Science: Reptomammal
Paleontologists know very little about that critical time, nearly 200 million years ago, when reptiles took the road that turned them into mammals, and eventually into man. They may know more soon. In the Navajo Reservation in northern Arizona, an Indian Service agent found an outcrop of fossil-bearing rock. Driving down from Denver to investigate, Government Geologist G. Edward Lewis found that the fossils were in the Kayenta Formation, a rock stratum that runs through Navajo country for hundreds of miles. For fossil fanciers this was big news: in the Kayenta Formation fossils are almost unknown.

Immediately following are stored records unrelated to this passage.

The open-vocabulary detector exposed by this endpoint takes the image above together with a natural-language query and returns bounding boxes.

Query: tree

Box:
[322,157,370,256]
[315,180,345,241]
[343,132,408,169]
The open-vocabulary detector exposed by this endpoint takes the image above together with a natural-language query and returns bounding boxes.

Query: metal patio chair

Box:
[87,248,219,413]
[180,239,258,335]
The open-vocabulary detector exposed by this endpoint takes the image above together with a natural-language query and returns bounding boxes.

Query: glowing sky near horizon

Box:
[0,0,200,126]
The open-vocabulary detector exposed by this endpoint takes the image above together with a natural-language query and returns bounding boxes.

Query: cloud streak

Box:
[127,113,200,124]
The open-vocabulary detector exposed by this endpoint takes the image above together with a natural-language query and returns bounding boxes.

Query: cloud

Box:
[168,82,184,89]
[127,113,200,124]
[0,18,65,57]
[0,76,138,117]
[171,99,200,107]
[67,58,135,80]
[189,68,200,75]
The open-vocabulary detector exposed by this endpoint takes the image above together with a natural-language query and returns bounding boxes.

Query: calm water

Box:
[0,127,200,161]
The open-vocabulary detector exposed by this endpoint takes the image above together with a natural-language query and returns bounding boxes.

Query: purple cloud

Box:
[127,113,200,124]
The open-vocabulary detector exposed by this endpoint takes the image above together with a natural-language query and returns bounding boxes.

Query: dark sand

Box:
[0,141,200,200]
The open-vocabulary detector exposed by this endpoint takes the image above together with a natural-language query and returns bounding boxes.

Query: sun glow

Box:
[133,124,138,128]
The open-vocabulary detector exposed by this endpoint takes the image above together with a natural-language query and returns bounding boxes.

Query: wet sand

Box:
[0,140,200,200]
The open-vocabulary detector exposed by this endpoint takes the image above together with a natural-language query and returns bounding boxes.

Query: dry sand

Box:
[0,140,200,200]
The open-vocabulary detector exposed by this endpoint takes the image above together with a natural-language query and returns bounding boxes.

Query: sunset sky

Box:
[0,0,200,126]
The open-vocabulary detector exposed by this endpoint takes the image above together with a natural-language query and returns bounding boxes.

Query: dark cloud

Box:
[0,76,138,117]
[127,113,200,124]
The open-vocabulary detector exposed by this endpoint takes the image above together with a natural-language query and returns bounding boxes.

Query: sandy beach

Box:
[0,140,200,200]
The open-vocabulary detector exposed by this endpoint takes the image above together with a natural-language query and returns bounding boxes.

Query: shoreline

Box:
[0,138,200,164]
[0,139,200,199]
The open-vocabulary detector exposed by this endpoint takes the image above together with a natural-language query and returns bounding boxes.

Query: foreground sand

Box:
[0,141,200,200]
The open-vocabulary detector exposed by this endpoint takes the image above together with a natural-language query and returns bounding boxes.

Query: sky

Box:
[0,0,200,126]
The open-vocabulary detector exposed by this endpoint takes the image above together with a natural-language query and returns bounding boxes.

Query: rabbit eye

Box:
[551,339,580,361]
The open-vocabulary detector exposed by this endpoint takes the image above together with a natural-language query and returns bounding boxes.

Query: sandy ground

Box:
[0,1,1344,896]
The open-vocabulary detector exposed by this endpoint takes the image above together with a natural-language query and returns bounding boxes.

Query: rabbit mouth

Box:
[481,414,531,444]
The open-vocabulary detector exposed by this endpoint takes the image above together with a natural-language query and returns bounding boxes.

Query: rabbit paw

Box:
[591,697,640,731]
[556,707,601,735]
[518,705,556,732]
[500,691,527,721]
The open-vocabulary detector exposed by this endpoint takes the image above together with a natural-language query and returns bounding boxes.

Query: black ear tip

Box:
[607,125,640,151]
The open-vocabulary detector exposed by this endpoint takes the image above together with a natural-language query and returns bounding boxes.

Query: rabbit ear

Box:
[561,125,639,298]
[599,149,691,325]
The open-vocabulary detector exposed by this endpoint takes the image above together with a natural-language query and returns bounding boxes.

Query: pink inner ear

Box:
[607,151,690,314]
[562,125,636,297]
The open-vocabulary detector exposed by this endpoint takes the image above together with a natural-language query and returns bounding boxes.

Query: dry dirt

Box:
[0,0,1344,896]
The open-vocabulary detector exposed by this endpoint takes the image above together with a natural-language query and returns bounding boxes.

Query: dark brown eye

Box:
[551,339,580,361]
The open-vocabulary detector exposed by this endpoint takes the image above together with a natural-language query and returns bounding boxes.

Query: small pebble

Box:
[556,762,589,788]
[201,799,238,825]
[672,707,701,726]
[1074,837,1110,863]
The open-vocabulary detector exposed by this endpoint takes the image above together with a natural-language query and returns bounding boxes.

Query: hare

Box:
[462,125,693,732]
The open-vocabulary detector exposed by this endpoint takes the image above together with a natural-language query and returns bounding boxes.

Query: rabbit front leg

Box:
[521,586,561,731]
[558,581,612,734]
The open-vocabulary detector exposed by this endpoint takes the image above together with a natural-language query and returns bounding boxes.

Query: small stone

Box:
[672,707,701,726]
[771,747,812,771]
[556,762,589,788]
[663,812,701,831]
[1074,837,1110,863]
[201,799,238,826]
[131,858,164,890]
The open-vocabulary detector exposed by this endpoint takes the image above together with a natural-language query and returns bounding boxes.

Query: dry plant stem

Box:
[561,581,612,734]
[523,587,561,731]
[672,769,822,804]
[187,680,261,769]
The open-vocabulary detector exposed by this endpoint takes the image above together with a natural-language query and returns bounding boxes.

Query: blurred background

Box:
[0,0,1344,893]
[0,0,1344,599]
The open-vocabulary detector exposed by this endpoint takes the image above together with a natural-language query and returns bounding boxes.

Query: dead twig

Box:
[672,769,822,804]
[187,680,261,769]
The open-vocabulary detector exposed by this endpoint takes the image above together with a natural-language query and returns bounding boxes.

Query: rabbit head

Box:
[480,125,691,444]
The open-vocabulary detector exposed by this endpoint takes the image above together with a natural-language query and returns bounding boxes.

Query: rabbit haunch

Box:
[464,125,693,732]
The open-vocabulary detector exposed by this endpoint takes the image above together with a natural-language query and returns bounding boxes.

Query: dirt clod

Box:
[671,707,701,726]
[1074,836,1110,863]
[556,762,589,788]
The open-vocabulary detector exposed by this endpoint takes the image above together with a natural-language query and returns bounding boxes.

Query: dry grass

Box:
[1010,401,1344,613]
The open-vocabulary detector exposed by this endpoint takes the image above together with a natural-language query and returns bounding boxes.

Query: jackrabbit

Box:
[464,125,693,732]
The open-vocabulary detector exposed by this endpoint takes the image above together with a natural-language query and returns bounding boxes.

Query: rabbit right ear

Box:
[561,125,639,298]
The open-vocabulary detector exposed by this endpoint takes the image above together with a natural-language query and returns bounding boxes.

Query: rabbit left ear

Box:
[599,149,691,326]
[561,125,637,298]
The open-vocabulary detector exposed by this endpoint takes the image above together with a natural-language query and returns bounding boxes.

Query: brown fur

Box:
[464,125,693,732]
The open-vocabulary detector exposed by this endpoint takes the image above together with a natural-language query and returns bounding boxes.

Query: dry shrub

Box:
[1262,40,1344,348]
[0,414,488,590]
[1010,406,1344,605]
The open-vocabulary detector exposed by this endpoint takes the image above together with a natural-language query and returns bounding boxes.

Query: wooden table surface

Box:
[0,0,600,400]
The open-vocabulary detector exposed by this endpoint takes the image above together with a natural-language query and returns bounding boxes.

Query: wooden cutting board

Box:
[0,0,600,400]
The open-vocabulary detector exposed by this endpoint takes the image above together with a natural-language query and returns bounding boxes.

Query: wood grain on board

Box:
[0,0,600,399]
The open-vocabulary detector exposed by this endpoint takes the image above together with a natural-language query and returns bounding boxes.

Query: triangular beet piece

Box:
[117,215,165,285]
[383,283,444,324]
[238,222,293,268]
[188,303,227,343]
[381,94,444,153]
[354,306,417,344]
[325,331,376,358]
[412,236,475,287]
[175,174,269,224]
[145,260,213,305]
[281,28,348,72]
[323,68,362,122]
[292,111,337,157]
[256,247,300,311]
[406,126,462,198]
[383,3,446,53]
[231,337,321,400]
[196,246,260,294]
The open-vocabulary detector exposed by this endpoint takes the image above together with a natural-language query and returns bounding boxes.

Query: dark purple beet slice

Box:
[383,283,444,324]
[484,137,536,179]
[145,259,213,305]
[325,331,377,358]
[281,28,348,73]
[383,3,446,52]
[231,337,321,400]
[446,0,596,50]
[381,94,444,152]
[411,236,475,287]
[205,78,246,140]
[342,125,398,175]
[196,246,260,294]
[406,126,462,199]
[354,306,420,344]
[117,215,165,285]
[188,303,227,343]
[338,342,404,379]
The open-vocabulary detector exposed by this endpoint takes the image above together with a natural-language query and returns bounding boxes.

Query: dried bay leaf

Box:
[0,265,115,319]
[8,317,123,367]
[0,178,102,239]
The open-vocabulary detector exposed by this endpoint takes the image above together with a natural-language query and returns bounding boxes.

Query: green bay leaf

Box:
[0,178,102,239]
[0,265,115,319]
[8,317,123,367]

Geologist Lewis chiseled out some blocks of rock and headed back to his laboratory. In one of the chunks he found a paleontological El Dorado: the skull of a part-reptile, part-mammal tritylodontoid, a transitional creature that lived about 165 million years ago when mammals were just evolving from reptiles. Only a few small tritylodontoid fragments have been found in the old world; none at all had been found in the new world.
After three trips to his fossil claim, Lewis has four skulls, two skeletons, and a lot of detached bones. The skulls are about 6 inches long and 2½ inches wide, with both reptile and mammal features. It will take years of finicky work with delicate tools to separate the bones from the rock, but already Lewis can describe the animal roughly. It was about as big as a cocker spaniel, with a long, heavy tail. Lewis does not know yet whether it had hair or scales, whether it laid eggs or bore its young alive, or how it made its living. When he has completed his work, he hopes to know all these things about man's low but aspiring ancestor.